= Special Service Brigade =

Formation of the British Army in WWII

The Special Service Brigade was a formation of the British Army during the Second World War.
It was formed in 1940, after the call for volunteers for Special Service who eventually became the British Commandos.

==Background==
In 1940, volunteers were called for from serving British Army soldiers within certain formations still in Britain and men of the disbanding Divisional Independent Companies originally raised from Territorial Army (TA) divisions and who had seen service in the Norwegian Campaign. In November 1940 these army units were organised into a Special Service Brigade under Brigadier J. C. Haydon with five Special Service battalions. By the autumn of 1940 more than 2,000 men had volunteered for commando training, and the Special Service Brigade now consisted of 12 units which were now called commandos. Each commando would number around 450 men, commanded by a lieutenant-colonel. They were divided into troops of 75 men and further divided into 15-man sections. The Commandos were all volunteers, seconded from other British Army regiments, but they retained their own regimental cap badges and remained on their regimental roll for pay.

===Formation===
The Special Service Brigade consisted of five Special Service battalions, numbered one to five. These Special Service battalions were eventually renamed commandos. The No. 1 Special Service Battalion became No. 1 and No. 2 Commandos. The No. 2 Special Service Battalion became No. 9 Commando. The No. 3 Special Service Battalion became No. 4 Commando. The No. 4 Special Service Battalion became No. 3 Commando. The No. 5 Special Service Battalion became No. 5 and No. 6 Commandos.

==Commando brigades==
In 1943 the commandos started to move away from smaller raiding operations. They had been formed into brigades of assault infantry to spearhead future Allied landing operations. Of the remaining 20 Commandos, 17 were used in the formation of the four Special Service brigades. The three remaining units No. 12, No. 14 (Arctic) and No. 62 Commandos were left to carry out smaller-scale raids. But by the end of the year these three commandos had all been disbanded, to supply replacements for the other commando units.

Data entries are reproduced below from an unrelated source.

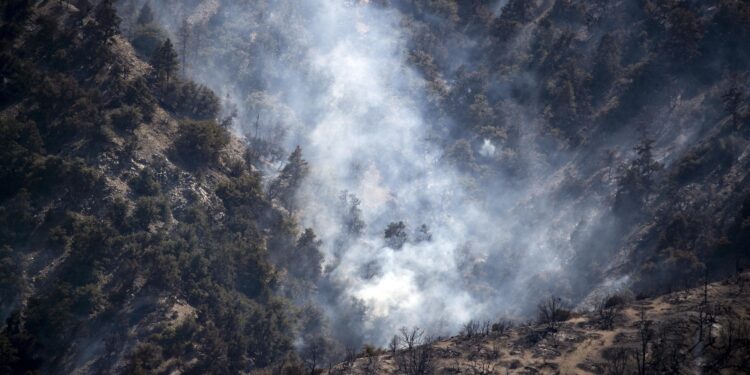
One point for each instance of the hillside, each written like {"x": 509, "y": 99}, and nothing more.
{"x": 272, "y": 187}
{"x": 135, "y": 236}
{"x": 700, "y": 330}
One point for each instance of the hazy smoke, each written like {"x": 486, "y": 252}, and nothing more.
{"x": 337, "y": 83}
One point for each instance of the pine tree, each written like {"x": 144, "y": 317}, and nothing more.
{"x": 164, "y": 62}
{"x": 107, "y": 21}
{"x": 184, "y": 40}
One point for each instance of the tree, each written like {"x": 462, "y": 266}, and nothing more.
{"x": 201, "y": 141}
{"x": 552, "y": 311}
{"x": 423, "y": 234}
{"x": 183, "y": 35}
{"x": 164, "y": 62}
{"x": 107, "y": 21}
{"x": 354, "y": 225}
{"x": 414, "y": 353}
{"x": 146, "y": 15}
{"x": 732, "y": 100}
{"x": 395, "y": 235}
{"x": 645, "y": 334}
{"x": 306, "y": 259}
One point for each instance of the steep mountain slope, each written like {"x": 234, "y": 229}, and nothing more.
{"x": 701, "y": 330}
{"x": 545, "y": 147}
{"x": 134, "y": 236}
{"x": 455, "y": 161}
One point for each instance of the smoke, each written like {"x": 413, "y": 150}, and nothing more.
{"x": 335, "y": 80}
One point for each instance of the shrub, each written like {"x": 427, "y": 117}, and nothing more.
{"x": 147, "y": 38}
{"x": 149, "y": 210}
{"x": 201, "y": 141}
{"x": 126, "y": 117}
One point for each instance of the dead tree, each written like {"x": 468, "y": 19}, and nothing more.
{"x": 551, "y": 312}
{"x": 414, "y": 356}
{"x": 645, "y": 334}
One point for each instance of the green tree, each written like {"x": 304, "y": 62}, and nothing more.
{"x": 146, "y": 15}
{"x": 164, "y": 62}
{"x": 201, "y": 141}
{"x": 107, "y": 21}
{"x": 395, "y": 235}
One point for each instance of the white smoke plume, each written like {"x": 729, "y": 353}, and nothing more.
{"x": 339, "y": 85}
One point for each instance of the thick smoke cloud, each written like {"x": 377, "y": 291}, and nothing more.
{"x": 338, "y": 84}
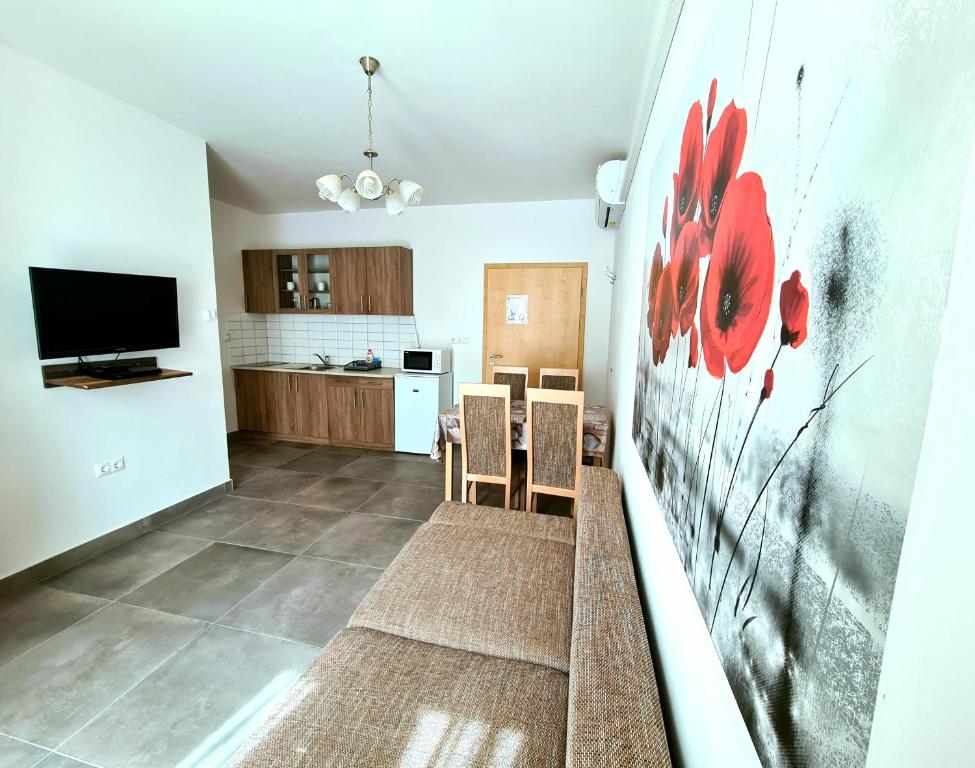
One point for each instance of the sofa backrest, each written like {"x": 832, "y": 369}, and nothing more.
{"x": 614, "y": 708}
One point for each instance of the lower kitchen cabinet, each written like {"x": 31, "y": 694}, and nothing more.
{"x": 341, "y": 410}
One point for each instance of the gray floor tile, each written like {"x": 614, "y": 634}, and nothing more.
{"x": 372, "y": 467}
{"x": 30, "y": 618}
{"x": 52, "y": 690}
{"x": 365, "y": 539}
{"x": 273, "y": 455}
{"x": 415, "y": 502}
{"x": 285, "y": 528}
{"x": 17, "y": 754}
{"x": 429, "y": 473}
{"x": 320, "y": 462}
{"x": 60, "y": 761}
{"x": 345, "y": 494}
{"x": 197, "y": 708}
{"x": 239, "y": 473}
{"x": 218, "y": 518}
{"x": 124, "y": 568}
{"x": 275, "y": 484}
{"x": 208, "y": 584}
{"x": 308, "y": 600}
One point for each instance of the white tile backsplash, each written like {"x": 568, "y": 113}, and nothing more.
{"x": 296, "y": 338}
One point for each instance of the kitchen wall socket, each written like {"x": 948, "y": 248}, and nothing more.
{"x": 108, "y": 467}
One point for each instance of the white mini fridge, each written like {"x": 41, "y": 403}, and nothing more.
{"x": 419, "y": 398}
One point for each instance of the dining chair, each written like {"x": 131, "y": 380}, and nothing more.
{"x": 559, "y": 378}
{"x": 485, "y": 439}
{"x": 553, "y": 427}
{"x": 515, "y": 377}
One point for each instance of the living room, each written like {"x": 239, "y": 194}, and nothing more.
{"x": 234, "y": 528}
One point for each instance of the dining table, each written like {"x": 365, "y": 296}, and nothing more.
{"x": 595, "y": 434}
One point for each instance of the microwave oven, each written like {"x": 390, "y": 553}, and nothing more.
{"x": 425, "y": 360}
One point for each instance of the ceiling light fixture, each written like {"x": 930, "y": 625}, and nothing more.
{"x": 367, "y": 184}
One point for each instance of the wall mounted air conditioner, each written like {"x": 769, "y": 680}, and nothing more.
{"x": 609, "y": 193}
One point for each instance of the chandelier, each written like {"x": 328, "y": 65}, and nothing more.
{"x": 367, "y": 184}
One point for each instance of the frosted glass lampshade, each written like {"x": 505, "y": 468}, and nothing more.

The formation of the brigades was:
- 1st Special Service Brigade with No. 3, No. 4, No. 6 and No.45 (RM) Commandos.
- 2nd Special Service Brigade with No. 2, No. 9, No. 40 (RM) and No. 43 (RM) Commandos.
- 3rd Special Service Brigade with No. 1, No. 5, No. 42 (RM) and No. 44 (RM) Commandos.
- 4th Special Service Brigade with No. 10 (Inter-Allied), No. 41 (RM), No. 46 (RM), No. 47 (RM) and No. 48 (RM) Commandos.

The previous Special Service Brigade Headquarters was replaced by Headquarters Special Services Group under Major-General Robert Sturges. The four brigades were destined to serve in different theatres of war. The 1st and 4th brigades were based in the United Kingdom and destined for service in North-western Europe. The 2nd Brigade was based in the Mediterranean for service in Italy and the Balkans. The 3rd Brigade was based in India for service in Burma and the Pacific.